Crispy Fish Salad With Parsley and Ciabatta Croutons
Updated Aug. 27, 2025
Prep & Cook Time
Total Time: 40 minutes (15 minutes prep, 25 minutes cook)
Servings: 4
Ingredients
8 tablespoons extra-virgin olive oil, divided
4 (3–4 ounce) skin-on sea bass, branzino, or other flaky white fish fillets (12–16 ounces total), cut crosswise into halves
Fine sea salt and freshly ground black pepper, for seasoning
4 ounces ciabatta bread (or similar crusty bread), torn into ¾-inch pieces
3 large shallots, thinly sliced into rounds (divided)
1½ tablespoons small capers, drained and patted dry
⅓ cup pine nuts
⅓ cup raisins (or currants, see substitutions)
6 garlic cloves, thinly sliced
½ cup sherry vinegar
2 packed cups fresh flat-leaf parsley leaves, roughly chopped
Preparation
Step 1: Prep Fish for Crispy Skin
Pat the fish fillets dry with paper towels to remove excess moisture (critical for crispy skin). Season both sides with ½ teaspoon salt and a generous grind of black pepper.
Step 2: Fry Fish to Crisp Skin
Heat a large nonstick skillet over medium-high heat. Add 2 tablespoons olive oil; when the oil shimmers (about 1–2 minutes), place half the fish fillets skin-side down. Cook undisturbed for 4 minutes, swirling the pan occasionally to ensure even cooking. Flip the fillets and cook for 10 seconds to crisp the skin, then transfer to a plate lined with paper towels to drain. Repeat with the remaining 2 tablespoons oil and the other half of the fish. Reserve the skillet with cooking oil for subsequent steps.
Step 3: Make Ciabatta Croutons
Reduce heat to medium, then add the torn ciabatta pieces and 2 tablespoons olive oil to the skillet. Season with ¼ teaspoon salt and stir constantly for 3 minutes until golden-brown on the outside but soft inside. Transfer the croutons to a large mixing bowl, along with half the sliced shallots.
Step 4: Toast Capers & Pine Nuts
Add the remaining 4 tablespoons olive oil to the skillet and heat for 30 seconds. Add the drained capers and cook 1 minute, stirring occasionally, until they stop spitting and edges crisp. Add pine nuts and fry 1 minute, stirring constantly, until lightly golden. Transfer capers and pine nuts to the mixing bowl with croutons (leave oil in the pan).
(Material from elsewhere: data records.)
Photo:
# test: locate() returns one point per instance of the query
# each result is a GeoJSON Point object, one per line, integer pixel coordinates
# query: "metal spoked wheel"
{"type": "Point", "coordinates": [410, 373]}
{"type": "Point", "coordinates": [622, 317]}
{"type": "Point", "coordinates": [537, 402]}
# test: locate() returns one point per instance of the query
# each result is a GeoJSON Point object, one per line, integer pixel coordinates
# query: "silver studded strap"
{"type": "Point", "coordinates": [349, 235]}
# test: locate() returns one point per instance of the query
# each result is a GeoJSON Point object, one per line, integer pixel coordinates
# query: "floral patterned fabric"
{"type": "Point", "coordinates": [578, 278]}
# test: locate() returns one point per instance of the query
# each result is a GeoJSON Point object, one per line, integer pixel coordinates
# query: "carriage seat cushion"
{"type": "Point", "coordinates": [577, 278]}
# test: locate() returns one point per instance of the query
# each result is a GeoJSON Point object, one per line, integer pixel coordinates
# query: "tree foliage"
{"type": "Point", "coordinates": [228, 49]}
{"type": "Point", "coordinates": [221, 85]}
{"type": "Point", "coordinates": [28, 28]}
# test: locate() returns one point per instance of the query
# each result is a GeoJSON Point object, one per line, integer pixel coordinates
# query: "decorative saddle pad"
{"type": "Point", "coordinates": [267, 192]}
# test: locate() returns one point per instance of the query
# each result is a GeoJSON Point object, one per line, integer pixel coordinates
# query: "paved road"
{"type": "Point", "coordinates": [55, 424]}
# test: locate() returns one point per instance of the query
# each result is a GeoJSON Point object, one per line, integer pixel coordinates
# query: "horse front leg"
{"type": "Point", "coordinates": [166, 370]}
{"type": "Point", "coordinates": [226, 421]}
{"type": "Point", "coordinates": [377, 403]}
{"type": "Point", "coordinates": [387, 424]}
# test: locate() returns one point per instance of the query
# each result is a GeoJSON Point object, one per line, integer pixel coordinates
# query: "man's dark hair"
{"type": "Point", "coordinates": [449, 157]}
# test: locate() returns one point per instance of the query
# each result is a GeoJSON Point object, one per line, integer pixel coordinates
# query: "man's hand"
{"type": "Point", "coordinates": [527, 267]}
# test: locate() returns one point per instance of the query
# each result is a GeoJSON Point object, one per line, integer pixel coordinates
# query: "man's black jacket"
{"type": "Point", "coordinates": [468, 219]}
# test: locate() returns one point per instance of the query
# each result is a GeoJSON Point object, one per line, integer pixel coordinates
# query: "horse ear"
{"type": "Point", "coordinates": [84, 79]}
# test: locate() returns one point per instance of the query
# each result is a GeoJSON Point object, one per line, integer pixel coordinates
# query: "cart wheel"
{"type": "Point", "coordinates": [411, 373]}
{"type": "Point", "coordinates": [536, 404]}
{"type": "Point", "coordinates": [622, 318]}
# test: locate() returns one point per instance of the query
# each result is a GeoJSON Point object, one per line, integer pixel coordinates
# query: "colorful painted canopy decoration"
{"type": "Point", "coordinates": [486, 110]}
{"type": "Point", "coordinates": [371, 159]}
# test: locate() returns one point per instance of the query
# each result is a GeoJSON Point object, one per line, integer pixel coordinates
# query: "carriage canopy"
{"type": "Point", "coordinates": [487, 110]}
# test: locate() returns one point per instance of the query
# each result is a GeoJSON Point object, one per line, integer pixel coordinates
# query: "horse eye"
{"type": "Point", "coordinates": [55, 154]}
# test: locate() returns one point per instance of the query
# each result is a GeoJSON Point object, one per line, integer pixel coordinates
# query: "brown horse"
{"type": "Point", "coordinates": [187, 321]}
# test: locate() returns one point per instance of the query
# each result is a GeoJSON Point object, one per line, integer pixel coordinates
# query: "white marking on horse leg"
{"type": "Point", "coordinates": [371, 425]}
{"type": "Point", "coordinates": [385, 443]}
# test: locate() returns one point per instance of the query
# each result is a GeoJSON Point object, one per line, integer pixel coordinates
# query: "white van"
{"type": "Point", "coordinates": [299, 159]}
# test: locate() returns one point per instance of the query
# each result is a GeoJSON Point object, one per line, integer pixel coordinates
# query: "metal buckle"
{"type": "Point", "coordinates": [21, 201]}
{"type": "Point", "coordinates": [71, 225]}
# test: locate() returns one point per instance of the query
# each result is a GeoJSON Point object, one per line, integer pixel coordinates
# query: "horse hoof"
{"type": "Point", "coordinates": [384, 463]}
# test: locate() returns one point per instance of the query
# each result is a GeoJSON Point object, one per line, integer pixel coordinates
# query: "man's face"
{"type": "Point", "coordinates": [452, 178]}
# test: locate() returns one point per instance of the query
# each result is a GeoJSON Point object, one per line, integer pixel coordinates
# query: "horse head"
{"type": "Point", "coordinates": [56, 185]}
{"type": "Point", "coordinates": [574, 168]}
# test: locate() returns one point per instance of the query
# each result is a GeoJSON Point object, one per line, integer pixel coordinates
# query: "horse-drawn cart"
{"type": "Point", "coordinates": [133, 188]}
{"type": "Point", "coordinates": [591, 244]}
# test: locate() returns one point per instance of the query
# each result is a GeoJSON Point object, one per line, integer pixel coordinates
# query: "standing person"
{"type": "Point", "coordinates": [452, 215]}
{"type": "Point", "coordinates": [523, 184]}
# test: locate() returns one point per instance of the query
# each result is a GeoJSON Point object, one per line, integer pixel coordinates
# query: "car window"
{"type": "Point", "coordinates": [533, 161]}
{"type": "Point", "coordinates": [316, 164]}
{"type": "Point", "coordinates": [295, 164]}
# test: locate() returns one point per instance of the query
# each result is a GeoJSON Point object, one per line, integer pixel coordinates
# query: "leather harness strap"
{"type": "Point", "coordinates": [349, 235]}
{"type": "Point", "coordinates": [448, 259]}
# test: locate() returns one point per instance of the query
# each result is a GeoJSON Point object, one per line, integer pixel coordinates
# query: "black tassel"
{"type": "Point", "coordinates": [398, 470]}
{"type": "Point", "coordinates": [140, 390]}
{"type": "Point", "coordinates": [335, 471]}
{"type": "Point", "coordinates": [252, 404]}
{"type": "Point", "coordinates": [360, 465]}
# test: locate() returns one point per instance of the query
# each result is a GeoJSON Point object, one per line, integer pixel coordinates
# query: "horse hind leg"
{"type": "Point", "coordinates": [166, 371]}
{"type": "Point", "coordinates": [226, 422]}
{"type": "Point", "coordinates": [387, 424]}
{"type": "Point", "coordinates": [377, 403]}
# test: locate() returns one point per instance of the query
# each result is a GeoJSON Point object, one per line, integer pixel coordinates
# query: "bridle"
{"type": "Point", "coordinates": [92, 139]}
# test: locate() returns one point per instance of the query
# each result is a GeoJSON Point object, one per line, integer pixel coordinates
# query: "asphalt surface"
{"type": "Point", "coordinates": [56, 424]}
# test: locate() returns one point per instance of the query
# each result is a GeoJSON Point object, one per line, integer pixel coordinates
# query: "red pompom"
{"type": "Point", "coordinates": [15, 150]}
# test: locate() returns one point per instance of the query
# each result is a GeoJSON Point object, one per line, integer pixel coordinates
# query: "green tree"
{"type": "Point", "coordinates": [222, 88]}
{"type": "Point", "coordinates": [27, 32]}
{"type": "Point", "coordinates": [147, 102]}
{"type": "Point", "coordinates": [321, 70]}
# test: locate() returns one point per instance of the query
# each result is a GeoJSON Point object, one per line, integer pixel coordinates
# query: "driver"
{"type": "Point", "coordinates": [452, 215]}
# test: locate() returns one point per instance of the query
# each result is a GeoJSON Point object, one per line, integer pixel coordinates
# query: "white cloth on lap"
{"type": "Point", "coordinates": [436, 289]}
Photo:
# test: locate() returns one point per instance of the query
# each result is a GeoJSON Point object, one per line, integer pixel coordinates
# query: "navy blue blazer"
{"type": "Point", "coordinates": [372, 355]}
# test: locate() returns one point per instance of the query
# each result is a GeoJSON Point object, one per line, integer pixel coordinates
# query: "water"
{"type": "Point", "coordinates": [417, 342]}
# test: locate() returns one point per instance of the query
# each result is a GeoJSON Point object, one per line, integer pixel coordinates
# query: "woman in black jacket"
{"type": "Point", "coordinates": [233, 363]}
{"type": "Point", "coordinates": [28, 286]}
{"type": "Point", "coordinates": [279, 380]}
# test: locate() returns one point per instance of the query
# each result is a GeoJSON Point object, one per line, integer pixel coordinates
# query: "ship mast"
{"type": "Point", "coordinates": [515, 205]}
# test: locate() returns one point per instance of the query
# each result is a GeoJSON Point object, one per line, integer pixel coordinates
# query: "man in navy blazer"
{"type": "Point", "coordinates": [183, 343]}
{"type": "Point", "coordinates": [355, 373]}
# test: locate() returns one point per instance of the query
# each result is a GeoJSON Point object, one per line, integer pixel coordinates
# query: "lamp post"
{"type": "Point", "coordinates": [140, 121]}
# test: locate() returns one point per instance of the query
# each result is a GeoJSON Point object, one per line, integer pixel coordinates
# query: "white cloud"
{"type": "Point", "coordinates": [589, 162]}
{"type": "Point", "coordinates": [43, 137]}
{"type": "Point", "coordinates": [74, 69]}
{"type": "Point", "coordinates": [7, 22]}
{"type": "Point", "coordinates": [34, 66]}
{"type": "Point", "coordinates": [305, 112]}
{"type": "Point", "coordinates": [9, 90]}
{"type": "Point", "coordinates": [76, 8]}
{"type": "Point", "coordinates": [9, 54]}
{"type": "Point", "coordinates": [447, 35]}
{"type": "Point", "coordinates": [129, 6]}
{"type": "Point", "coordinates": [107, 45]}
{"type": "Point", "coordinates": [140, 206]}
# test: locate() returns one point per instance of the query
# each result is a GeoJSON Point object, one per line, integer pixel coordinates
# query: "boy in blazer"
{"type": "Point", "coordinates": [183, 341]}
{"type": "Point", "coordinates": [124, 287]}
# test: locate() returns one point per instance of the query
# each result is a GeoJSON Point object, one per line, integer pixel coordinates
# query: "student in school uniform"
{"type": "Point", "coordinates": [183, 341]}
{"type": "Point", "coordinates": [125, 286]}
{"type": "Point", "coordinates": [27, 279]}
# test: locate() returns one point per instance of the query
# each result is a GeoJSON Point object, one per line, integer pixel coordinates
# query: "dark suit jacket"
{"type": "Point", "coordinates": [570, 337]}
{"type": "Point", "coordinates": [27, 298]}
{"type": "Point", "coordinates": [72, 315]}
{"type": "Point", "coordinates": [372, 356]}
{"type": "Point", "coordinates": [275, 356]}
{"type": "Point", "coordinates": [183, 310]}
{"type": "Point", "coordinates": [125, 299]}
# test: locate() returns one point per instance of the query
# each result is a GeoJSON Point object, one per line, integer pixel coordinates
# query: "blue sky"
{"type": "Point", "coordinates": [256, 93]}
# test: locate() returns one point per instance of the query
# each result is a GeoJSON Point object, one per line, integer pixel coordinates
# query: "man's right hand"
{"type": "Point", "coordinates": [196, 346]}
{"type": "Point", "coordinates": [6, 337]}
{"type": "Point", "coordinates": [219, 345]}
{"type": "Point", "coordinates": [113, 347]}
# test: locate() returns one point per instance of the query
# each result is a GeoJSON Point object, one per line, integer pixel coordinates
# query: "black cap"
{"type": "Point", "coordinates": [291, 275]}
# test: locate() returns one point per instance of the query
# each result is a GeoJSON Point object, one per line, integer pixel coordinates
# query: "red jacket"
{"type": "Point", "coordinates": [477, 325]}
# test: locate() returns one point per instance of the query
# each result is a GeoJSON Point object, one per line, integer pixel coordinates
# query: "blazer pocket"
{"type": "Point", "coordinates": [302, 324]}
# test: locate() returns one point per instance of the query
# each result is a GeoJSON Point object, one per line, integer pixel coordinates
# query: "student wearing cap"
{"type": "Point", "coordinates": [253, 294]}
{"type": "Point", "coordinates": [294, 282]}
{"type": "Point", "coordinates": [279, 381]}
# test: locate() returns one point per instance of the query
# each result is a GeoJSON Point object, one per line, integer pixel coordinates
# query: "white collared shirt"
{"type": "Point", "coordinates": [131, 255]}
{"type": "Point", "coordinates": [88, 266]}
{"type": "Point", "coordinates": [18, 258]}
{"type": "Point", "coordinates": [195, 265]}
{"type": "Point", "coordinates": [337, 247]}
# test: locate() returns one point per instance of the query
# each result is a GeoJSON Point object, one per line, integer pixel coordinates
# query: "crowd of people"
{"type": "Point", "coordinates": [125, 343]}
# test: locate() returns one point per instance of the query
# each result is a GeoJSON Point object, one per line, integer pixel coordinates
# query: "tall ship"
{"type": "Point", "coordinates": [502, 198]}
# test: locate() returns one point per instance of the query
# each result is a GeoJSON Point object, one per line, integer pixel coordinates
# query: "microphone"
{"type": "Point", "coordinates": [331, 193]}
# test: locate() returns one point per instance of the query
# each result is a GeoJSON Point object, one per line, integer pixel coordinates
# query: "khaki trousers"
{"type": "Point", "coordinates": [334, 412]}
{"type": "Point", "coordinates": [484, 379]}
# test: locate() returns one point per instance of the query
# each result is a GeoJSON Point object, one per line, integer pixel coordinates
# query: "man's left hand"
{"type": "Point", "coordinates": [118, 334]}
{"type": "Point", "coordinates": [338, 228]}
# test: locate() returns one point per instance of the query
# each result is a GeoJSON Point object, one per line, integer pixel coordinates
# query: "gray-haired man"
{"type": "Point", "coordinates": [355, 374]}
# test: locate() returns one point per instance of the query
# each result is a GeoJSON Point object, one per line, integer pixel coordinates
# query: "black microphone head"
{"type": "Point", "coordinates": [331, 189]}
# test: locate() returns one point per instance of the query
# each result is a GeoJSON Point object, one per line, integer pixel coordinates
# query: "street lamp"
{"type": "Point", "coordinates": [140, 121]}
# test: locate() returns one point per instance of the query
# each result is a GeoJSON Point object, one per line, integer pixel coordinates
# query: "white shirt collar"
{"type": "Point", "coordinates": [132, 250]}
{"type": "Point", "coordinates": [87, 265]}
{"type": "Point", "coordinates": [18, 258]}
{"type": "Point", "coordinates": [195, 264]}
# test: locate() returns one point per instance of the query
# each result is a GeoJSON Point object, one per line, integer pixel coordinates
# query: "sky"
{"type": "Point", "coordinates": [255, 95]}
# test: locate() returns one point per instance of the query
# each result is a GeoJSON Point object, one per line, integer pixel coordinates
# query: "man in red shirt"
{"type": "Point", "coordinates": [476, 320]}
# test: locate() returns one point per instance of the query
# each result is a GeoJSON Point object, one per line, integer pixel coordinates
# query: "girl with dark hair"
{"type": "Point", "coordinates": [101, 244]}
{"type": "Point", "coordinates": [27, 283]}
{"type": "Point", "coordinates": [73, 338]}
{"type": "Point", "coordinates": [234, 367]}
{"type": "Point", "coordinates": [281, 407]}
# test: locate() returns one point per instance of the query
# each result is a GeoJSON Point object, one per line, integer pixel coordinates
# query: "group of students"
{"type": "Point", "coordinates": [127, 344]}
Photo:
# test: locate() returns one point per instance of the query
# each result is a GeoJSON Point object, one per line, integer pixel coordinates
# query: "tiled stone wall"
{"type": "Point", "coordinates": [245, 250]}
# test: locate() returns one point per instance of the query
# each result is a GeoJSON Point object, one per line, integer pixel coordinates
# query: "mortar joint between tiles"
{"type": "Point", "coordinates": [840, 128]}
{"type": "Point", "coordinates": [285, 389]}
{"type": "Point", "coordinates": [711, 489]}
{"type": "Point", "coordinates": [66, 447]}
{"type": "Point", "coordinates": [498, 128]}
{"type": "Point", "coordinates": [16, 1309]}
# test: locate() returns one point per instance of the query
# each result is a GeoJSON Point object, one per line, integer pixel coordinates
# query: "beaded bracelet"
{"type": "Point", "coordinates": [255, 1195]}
Step 5: Sauté Shallots, Raisins, Garlic & Vinegar
Add remaining shallots, raisins, garlic, ⅛ teaspoon salt, and black pepper to the pan. Cook 3–5 minutes over medium-high heat, stirring frequently, until shallots soften (pale color). Pour in sherry vinegar, reduce heat, and cook 2 minutes until reduced by half (syrupy consistency). Transfer to the mixing bowl with bread, capers, pine nuts, and parsley; stir to combine.
Step 6: Assemble the Salad
Transfer most of the breadcrumb mixture to a large plate. Arrange the crispy fish fillets on top, then sprinkle remaining mixture over the fish. Serve immediately.
Pro Tips & Substitutions
Fish: Use branzino (mildest white fish); substitute cod/halibut for milder flavor.
Crispy Skin: Pat fish dry; high heat and minimal stirring during the first 4 minutes ensure crisp skin.
Sheet Pan Alternative: Line a baking sheet with parchment; toss bread/capers/pine nuts with oil, bake at 400°F (200°C) for 8–10 minutes. Bake fish at 450°F (230°C) for 10–12 minutes (skin-side down first).
Raisins: Swap for currants for a deeper, less sweet flavor.
Vinegar Reduction: Reduce until it coats the back of a spoon for concentrated acidity.
Reader Feedback
“Trader Joe’s frozen branzino works great—thin cut crisps quickly. Add spinach for greens!”
“Substituted sea bass with pork tenderloin strips; baked at 425°F (220°C) for 15 minutes—crispy and delicious!”
“Outdoor grill hack: Use a cast-iron skillet over medium heat for even cooking without stovetop mess.”
Chef’s Note: For a lighter version, serve over a bed of arugula or romaine lettuce to balance textures.